Apparently, one of the unsolved programming problems of our time is making HTTP calls – at least, taken from the fact that new HTTP client libraries keep cropping up. Mostly, the focus is on new features, async APIs etc. But what about the actual IO part? Especially regarding performance?

A rather specific case

I’m not going to do a general performance comparison – too many aspects. My use case is a bit more specific – downloading files, potentially large, from a fast network. When downloading from a remote server, most likely the network connection is going to be the bottleneck. But what if I have a server in a local network, and bandwidth is no longer an issue? What difference does IO vs NIO make? The internet is full of rumours and outdated information on this, from “NIO is heaps faster” to “IO is the new NIO because it’s faster”. Time for some benchmarking.

The contestants

Client Version Builds on Language
Apache httpcomponents-client 4.2.5 Java IO Java
Apache commons-httpclient (discontinued) 3.1 Java IO Java
Apache HttpAsyncClient (dev) 4.0-beta3 Java NIO, async Java
Bee 0.21.0 Java HTTP Scala
soke-http 3.0.0 Finagle, Netty Scala
Dispatch 0.10.0 Ning Async HTTP Client, Netty Scala
cURL 7.24.0 x86_64-apple-darwin10.8.0 C

The test

I’m going to be a bit unscientific here – I’m running the test on my workstation, rather than on dedicated hardware in an isolated network. To compensate, I’m doing a number of runs over time, averaging will still give a valid trend. In the results, there has been very little variance in the recorded times.

I’m downloading three binary files from a Nexus server on the local network:

File Size
small ~ 80 KB
medium ~ 7 MB
large ~ 30 MB

Each test starts a JVM and downloads one file. As much as the respective APIs allow, the tests factor out creation and startup of the client instances and try to measure pure request to disk speed. Running JDK 1.6 on OSX, all writes go to SSD.

Small file

http_io_perf_small

cURL, being native, unsurprisingly beats the hell out of most JVM-based solutions. Commons-httpclient comes second – given the size of the file, the deciding factor here is JVM startup, establishing a connection and request generation overhead.

Medium file

http_io_perf_med

Bee is losing ground pretty quickly. Apache’s async client is already twice as fast, while the other solutions play in the mid-field, except for commons-httpclient, which is still the fastest.

Large file

http_io_perf_large

Here it starts to get interesting.
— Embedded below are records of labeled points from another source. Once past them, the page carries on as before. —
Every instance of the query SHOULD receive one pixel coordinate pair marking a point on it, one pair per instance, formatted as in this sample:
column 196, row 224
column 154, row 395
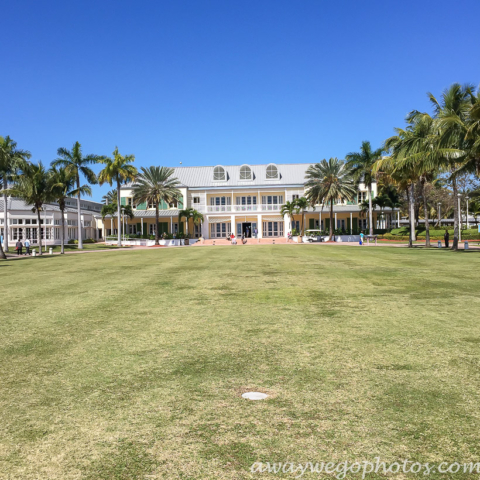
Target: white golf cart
column 313, row 236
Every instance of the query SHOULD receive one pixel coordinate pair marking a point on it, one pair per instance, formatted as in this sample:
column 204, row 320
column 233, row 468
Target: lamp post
column 459, row 218
column 123, row 223
column 467, row 198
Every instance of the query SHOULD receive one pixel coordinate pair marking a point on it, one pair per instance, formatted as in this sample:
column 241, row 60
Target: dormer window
column 272, row 172
column 245, row 172
column 219, row 174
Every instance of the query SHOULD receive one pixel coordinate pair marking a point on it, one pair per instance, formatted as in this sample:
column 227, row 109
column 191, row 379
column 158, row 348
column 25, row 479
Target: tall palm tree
column 33, row 186
column 289, row 208
column 63, row 186
column 301, row 204
column 327, row 182
column 362, row 164
column 117, row 169
column 77, row 164
column 457, row 119
column 110, row 197
column 153, row 185
column 10, row 158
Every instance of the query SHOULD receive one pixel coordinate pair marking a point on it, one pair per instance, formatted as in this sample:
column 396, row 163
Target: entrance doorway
column 247, row 229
NIO’s low-level IO operations are starting to make a difference, as Apache’s async client beats even cURL. Bee is far off, and interestingly enough, the classic Apache beats the Netty-based libraries this time.
But the winner, in overall download time, is still the discontinued commons-httpclient, using classic IO.

A word on NIO

Before we start to look on what’s going on under the hood, a word on NIO. It’s often mentioned that NIO is short for “non-blocking IO”, but apparently, it stands for “New IO API”. NIO.2, by the way, seems to be “More New IO API”. Marketing ftw.

Besides the known, non-blocking / asynchronous aspect, NIO comes with a whole lot of very efficient, low-level IO operations mapping closely to the OS’ native implementations. Where the “classic” IO is copying data around in memory from kernel / network socket to user / application buffer and back to kernel / file, NIO can do a lot of this avoiding multiple buffer copies and context switches between kernel / user.
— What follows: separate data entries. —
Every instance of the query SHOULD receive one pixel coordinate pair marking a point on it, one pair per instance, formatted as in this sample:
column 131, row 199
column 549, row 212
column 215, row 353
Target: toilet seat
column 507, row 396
The “async” aspect of NIO is more of a scalability feature than for raw throughput – the event-driven setup usually hidden in Netty or Grizzly is more valuable for servers that have to deal with a large number of not-too-busy connections.

Under the hood

We’ll start with the slowest on the large file test, Bee client. Most of the time is spent in the JDK classes, copying bytes around, and it also has the worst GC profile, using more than double the peak memory of Apache’s async (20MB vs 10MB):

http_io_bee

Next is soke-http, which is a slim wrapper on Twitter’s finagle, which uses Netty under the hood. Even though this uses NIO, there’s still quite some copying of buffers going on:

http_io_soke

A close third is Dispatch, the de-facto “standard” HTTP client for Scala. It makes more efficient use of Netty than Twitter’s library, but Ning doesn’t do the best of jobs writing out to the target file.

http_io_dispatch

Quite a surprise is Apache’s classic HTTP client, which looks quite similar in its profile, although it uses plain old streams. One possible reason is that both soke-http and dispatch, the event-driven solutions, had a GC cycle kicking in, while both Apaches stayed just under the threshold.

http_io_ahc

The most efficient IO is done by the zerocopy implementation of Apache’s async client, using NIO to write the file – beating a tool written in C.

IBM has a good overview on the “zero copy” idea that Apache async is using .

http_io_ahc_async

But at the end of the day, commons-httpclient still wins by a slim margin. What’s going on? Well, the IO performance is at par with its successor, Apache’s http client version 4, which is no surprise, given that it uses the same facilities. It loses out in IO against Apache’s async client, but more than compensates with faster execution on the application level.

http_io_ahc3

This test is obviously biased against event-driven, asynchronous libraries, since it uses a single thread to download a single file. Then again, the focus here is the IO part, and the results there clearly show that NIO’s lower-level implementation can be quite a bit faster than the classic Java IO. But the results also show that this performance gain can be easily overshadowed by less efficient client code, even when dealing with large files.

And this matters, how?

Mostly, the spread for copying 30MB across the wire is below 500ms, which isn’t much on its own. But let’s consider a build tool, for example – if it has to download 50 files, the difference may well be noticeable – and right in that painful spot between “slow enough to disturb” and “not taking long enough for a mental context switch”.

Like I said, this is a pretty specific use case, and by no means a pro/con for any HTTP client library in general. But these things tend to get overlooked, or taken for granted, or buried deep in the stack somewhere.